On 13.06.2016 18:59, L. Mihalkovic via swift-evolution wrote:
I don’t dispute that we *could* live without “where” - that is not
the point. We could also live without classes or generics or any
of a variety of other features - but why should we when we don’t
have to?
The corollary question every parent has to deal with is to learn to make
a sacrifice now for a better outcome tomorrow. Maybe this is another way
to look at this question?


Yes, if you know *for sure* it it will be "better outcome" tomorrow. I.e. we even don't have any thoughts about what LINQ for Swift can look like, and when we'll only start to discuss this(4.x? 5.x? 6.x?), but we definitely needs to remove handful feature now and then keep the hope it will return in more powerful way.

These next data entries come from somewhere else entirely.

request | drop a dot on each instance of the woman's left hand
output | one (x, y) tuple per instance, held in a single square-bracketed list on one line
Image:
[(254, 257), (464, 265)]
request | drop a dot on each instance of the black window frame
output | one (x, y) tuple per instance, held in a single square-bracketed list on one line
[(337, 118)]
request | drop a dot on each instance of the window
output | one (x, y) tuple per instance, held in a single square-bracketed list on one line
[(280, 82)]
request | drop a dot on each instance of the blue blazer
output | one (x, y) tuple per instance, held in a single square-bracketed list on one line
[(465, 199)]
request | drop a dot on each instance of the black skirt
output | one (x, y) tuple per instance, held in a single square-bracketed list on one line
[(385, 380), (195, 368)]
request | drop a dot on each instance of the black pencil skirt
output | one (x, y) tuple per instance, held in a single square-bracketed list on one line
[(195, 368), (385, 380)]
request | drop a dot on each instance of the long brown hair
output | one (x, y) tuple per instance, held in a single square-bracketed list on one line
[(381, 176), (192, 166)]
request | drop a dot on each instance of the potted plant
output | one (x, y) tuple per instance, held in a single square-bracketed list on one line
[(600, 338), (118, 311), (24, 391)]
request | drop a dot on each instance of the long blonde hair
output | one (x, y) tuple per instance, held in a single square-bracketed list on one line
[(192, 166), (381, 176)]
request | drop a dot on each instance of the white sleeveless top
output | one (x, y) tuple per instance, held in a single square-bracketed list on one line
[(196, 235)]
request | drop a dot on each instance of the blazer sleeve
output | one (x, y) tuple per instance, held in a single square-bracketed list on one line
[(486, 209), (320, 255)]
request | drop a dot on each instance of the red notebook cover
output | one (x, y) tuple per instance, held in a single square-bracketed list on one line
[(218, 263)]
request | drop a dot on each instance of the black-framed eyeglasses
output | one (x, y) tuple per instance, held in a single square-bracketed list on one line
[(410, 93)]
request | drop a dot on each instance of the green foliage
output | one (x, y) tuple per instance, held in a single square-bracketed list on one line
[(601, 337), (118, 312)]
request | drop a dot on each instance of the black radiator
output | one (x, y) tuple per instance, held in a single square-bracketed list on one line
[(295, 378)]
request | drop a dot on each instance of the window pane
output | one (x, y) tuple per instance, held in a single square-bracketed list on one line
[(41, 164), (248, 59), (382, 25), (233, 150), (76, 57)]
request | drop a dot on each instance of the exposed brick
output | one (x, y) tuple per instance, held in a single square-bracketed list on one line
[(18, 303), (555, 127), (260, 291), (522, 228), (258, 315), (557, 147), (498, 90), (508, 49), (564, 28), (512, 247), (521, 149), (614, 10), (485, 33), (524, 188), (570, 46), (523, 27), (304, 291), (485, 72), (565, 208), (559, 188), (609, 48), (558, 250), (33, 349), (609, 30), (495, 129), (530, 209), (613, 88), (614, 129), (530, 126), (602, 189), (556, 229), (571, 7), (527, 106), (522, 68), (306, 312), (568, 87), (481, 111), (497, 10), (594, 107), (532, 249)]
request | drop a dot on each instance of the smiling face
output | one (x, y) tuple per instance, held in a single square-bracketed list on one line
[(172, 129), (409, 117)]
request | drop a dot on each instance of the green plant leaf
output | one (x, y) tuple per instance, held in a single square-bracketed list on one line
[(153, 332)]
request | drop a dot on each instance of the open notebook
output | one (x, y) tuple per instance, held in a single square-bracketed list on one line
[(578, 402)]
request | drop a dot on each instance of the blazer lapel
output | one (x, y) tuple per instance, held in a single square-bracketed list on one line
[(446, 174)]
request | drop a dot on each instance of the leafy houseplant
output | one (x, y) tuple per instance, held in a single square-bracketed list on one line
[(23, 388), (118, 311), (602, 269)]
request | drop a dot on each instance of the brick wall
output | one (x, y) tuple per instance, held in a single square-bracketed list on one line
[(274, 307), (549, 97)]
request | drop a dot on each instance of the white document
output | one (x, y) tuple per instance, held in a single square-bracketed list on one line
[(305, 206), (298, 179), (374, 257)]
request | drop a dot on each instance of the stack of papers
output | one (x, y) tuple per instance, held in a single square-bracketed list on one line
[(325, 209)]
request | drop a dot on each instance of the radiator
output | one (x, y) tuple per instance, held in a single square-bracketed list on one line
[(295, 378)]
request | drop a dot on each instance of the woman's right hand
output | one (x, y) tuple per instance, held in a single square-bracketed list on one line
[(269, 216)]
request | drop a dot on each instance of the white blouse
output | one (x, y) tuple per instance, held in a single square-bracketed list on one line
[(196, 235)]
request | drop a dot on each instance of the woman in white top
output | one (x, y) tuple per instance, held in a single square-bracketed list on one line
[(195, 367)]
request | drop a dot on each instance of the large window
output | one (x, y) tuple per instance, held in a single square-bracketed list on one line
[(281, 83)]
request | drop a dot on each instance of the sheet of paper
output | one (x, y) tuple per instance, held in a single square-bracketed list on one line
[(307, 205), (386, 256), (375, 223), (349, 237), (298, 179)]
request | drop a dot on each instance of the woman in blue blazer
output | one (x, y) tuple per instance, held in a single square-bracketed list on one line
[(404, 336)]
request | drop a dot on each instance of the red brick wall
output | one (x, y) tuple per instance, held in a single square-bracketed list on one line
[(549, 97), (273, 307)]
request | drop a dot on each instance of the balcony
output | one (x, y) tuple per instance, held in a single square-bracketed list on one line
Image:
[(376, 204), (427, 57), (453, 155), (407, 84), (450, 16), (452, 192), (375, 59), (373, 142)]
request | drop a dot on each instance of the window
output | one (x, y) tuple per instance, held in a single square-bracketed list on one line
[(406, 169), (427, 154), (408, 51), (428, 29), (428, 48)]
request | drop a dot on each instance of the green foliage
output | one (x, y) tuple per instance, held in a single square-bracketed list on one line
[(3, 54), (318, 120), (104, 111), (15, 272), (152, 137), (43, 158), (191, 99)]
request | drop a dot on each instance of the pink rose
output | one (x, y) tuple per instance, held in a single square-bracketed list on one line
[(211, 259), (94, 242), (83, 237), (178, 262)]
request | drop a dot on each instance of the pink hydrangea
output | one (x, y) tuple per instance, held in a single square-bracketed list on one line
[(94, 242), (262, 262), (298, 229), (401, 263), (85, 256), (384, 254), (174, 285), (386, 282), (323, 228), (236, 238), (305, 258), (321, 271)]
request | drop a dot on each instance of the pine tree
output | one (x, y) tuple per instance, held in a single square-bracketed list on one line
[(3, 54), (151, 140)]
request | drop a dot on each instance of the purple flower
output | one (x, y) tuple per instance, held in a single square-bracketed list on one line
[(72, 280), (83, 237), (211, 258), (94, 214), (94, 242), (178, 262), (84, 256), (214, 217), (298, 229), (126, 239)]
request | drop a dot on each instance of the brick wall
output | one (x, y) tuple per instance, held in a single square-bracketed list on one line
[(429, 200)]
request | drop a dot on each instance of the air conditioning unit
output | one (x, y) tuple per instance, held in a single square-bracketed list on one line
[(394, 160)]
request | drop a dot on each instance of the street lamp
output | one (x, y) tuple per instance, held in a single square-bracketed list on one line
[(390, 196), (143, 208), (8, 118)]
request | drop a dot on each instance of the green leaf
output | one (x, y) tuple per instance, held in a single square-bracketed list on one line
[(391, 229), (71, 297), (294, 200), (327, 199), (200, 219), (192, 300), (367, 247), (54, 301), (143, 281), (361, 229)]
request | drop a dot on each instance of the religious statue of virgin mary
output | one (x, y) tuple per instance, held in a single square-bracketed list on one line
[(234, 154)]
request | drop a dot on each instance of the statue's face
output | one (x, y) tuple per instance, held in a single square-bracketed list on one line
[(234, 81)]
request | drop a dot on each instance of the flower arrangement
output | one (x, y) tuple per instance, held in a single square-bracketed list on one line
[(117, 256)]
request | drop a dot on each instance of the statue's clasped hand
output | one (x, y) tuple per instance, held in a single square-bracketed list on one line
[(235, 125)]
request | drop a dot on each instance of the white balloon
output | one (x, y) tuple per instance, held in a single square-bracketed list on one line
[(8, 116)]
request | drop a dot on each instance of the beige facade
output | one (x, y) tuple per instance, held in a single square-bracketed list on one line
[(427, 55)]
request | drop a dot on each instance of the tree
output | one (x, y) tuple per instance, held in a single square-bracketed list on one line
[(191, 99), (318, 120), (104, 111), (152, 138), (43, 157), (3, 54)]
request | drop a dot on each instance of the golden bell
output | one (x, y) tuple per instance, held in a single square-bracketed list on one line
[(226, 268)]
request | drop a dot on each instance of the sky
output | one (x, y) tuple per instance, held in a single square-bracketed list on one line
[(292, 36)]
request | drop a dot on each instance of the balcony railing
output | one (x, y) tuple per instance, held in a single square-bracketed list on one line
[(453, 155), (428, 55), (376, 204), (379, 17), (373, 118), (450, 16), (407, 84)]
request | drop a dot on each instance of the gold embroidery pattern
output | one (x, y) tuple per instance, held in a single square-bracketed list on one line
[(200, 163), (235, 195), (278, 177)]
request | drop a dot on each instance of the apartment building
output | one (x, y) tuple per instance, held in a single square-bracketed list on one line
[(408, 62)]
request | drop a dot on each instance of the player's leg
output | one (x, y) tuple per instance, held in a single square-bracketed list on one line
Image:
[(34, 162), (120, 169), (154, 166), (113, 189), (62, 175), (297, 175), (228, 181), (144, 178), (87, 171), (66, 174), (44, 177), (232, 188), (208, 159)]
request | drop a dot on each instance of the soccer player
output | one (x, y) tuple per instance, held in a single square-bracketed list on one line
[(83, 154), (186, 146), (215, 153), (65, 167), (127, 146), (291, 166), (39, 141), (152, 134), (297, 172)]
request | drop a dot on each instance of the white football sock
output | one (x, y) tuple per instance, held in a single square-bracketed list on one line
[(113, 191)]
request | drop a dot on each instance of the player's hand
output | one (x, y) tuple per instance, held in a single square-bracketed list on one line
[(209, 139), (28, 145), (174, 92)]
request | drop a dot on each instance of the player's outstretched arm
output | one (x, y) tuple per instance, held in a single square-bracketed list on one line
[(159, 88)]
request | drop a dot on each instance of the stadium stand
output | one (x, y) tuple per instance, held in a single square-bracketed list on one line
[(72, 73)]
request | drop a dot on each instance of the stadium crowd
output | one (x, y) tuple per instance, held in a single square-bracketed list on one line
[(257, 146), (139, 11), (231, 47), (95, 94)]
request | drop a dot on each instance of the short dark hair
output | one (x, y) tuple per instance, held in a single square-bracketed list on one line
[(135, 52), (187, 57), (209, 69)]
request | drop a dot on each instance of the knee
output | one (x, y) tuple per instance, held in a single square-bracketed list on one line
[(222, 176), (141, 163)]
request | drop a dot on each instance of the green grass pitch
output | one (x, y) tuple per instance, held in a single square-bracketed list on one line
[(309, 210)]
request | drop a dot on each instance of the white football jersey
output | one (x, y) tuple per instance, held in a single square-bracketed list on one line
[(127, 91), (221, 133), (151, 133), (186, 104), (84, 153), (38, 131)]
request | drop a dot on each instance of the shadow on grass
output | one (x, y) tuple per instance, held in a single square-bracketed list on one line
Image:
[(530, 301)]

Probably we need to be very close to situation when 'where' in 'for-in' loop prevents introduction of LINQ-like feature to remote this 'where'? (probably with for-in loop together).

Again, we have sugar of `for-in` to be able to iterate sequences&collections in handy way, we need it only for this purpose. We have 'where' feature in 'for-in' to be able to filter the iterating sequence. Filtering is essential operation for sequences/collections (.filter is one of main 3 operations : filter/map/reduce). As we have a special sugar to iterate sequences I find it very logical to have in it a sugar to filter iterated sequences. Force people to use guard-continue instead of 'where' for me is equal to force to use 'while' loop to iterate sequences instead of `for-in` loop.

Also, as was mentioned, in some situations you want to apply logically 'main' filter in 'where' clause and then use guard-continue for additional filters/checks in body.

And 'where' in for-in loops does exist now in Swift. IMO you need really strong arguments to remove it. I've read all the messages of Xiaodi and Erica(and others), and I didn't find any argument that clearly shows that 'where' is a bad thing and must be removed, I saw your opinions or your view of Swift future or your understanding of Swift goals or your understanding of core-team thoughts or your preferable style for coding etc.

If it is not clear if 'where' has 'continue if fails' behavior - IMO we need to *rename* it. It is just not logically to remove the feature if keyword is not clear enough(*for some beginners who see it the first time) - make the keyword clear, then you have no main argument to remove the _feature_.